Anyway, it was officially announced on 18th December 2023, to a chorus of digital booing on social media and, I’m sure, a lot of unhappy conversations in the pub. We didn’t actually have a strong hatred of the man just because we’d decided to be nasty as a fanbase, we had heard from Rangers’ and Queens Park Rangers’ supporters about him. They were more than happy to launch a barrage of criticism about a whole host of things, especially from the QPR camp regarding how he had left.

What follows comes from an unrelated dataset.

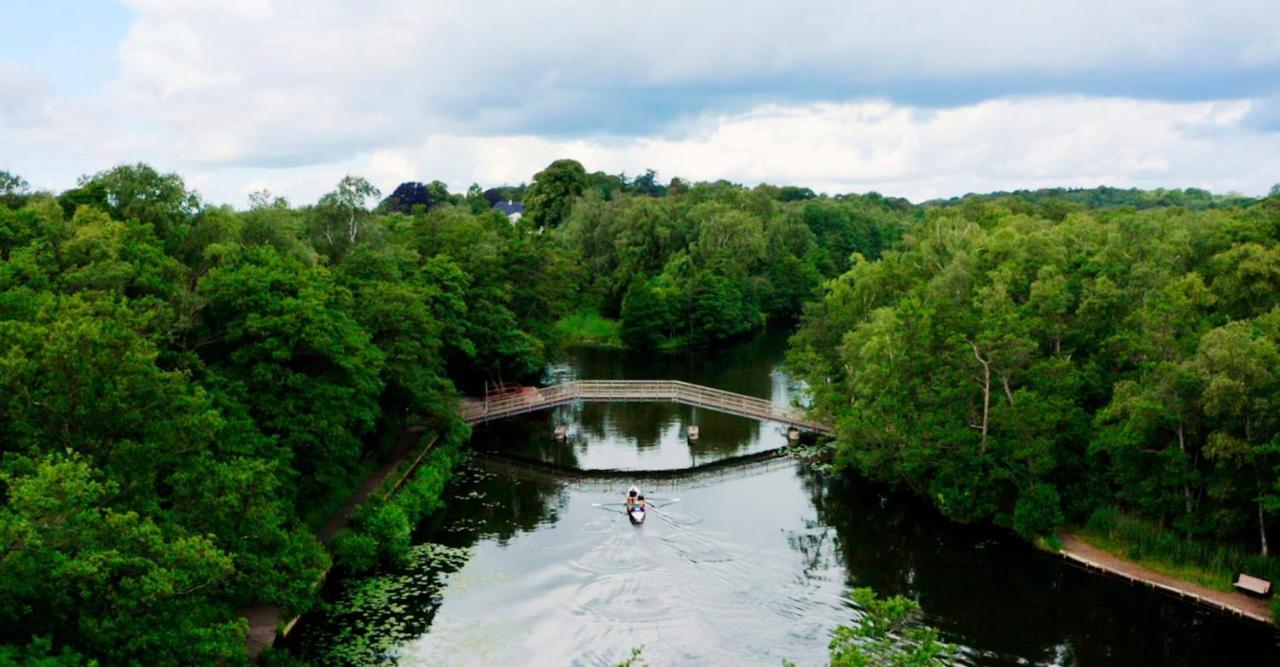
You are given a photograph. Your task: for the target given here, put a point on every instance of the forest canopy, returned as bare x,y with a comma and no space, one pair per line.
187,389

It was a disaster to be frank, he lasted just 12 matches, winning just four. We got tonked by Coventry City in his first ever game, lost to them lot (in fairness there was a division’s difference) and what finally did him in was refusing to shake Trai Hume’s hand when he brought the defender off in an away defeat to Birmingham City. His football was dull, his press conferences were often quite arrogant (they did improve as time went on, presumably after somebody decided to give him some media training) and the fans just didn’t gel with him. There were a couple of bright moments, after we beat Stoke City and Plymouth Argyle at home it looked like maybe he’d come out fighting on the other end through the initial storm but we then lost back-to-back away matches to two teams who ended up relegated. That was the final straw and he was gone.
After Sunderland, he worked for two months in Saudi Arabia at Al-Ettifaq under Gerrard, as his assistant, and created an anonymous burner account on Twitter to defend his time here and attack our fans and owners. This was stupidly named something that could be linked back to him, it was discovered and quietly deleted after much mockery. Times have been brighter for us since you have to say.